Postkoloniale Lügen keine Grundlage für Kulturpolitik
Postkoloniale Lügen keine Grundlage für Kulturpolitik
Berlin, 18. August 2026. Die afrikanisch-migrantische NGO Each One Teach One (EOTO) e.V. beabsichtigte, das temporär installierte „Volksbad“ vor der Berliner Volksbühne, das kostenlos und ohne Kontrollen für jedermann zugänglich sein sollte, im Rahmen einer eigenen Veranstaltung ausschließlich für Schwarze zu öffnen.

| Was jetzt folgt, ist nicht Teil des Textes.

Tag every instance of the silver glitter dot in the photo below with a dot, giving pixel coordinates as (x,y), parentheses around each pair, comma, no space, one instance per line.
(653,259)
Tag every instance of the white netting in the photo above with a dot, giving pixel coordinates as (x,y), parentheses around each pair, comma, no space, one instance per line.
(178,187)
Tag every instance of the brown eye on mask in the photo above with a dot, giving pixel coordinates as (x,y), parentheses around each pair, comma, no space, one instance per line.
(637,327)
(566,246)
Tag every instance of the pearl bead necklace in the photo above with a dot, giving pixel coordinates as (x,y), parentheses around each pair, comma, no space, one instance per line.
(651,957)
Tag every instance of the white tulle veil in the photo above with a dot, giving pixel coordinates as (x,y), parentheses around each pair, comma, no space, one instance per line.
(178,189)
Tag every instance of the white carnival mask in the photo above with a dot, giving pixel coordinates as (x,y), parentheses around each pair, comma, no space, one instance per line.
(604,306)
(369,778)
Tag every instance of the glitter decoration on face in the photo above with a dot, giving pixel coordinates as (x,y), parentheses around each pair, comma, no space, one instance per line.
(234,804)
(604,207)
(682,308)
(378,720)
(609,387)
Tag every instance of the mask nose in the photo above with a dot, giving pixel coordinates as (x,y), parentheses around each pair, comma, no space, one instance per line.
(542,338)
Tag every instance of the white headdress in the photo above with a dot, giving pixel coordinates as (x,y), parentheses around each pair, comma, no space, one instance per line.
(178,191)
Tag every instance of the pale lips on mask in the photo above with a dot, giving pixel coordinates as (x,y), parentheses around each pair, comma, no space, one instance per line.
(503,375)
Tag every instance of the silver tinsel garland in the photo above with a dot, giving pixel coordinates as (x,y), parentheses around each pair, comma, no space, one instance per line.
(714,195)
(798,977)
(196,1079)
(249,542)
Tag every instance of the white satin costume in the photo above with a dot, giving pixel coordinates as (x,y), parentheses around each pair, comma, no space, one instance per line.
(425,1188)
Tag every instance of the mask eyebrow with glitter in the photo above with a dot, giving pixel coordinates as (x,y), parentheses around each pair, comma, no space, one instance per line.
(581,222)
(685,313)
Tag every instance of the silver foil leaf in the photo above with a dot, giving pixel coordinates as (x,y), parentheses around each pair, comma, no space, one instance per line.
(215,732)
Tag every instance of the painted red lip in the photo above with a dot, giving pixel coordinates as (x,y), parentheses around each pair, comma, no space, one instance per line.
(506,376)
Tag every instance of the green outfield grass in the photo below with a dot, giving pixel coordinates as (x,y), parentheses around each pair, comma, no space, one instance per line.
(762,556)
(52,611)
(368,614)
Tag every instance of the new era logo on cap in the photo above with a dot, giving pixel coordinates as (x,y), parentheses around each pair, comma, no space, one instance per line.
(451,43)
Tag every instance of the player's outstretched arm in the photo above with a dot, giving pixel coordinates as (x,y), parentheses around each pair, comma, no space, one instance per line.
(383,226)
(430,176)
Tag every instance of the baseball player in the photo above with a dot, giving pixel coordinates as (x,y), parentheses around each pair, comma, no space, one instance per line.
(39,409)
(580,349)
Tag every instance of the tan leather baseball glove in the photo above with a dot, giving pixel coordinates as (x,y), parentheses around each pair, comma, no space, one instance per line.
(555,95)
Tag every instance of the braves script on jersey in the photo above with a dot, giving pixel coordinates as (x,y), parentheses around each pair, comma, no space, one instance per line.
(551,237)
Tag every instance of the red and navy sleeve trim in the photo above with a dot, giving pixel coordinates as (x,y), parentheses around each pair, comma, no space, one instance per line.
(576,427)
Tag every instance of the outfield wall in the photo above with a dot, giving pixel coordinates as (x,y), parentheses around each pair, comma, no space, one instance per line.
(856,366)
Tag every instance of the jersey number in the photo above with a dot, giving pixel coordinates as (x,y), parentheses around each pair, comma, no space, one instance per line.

Es folgte ein öffentlicher Aufschrei und eine Absage. Der Verein, der regelmäßig Aktivitäten nach rassischen Kriterien exklusiv für Schwarze anbietet, wird umfangreich in Millionenhöhe aus Mitteln des Bundes und des Landes Berlin gefördert. Hierzu erklärt der AfD-Bundestagsabgeordnete Matthias Helferich, Mitglied im Ausschuss für Kultur und Medien:
„Each One Teach One e.V. begründet sein anti-weißes Wirken in Deutschland mit den Narrativen des Postkolonialismus, der die Geschichte der Kolonien und der Sklaverei einseitig und ideologisch erzählt. Es geht um die Erzählung ‘weißer Schuld’, um unser moralisches Rückgrat zu brechen. Wir sollen widerstandslos Massenmigration, ihre Verwerfungen und Kosten hinnehmen.
Dass eine solche anti-weiße und deutschenfeindliche NGO in Millionenhöhe aus öffentlichen Mitteln finanziert wird und mitten im Berliner Kultur- und Theaterbetrieb Rassentrennung zuungunsten der Einheimischen forcieren darf, ist ein blanker Hohn.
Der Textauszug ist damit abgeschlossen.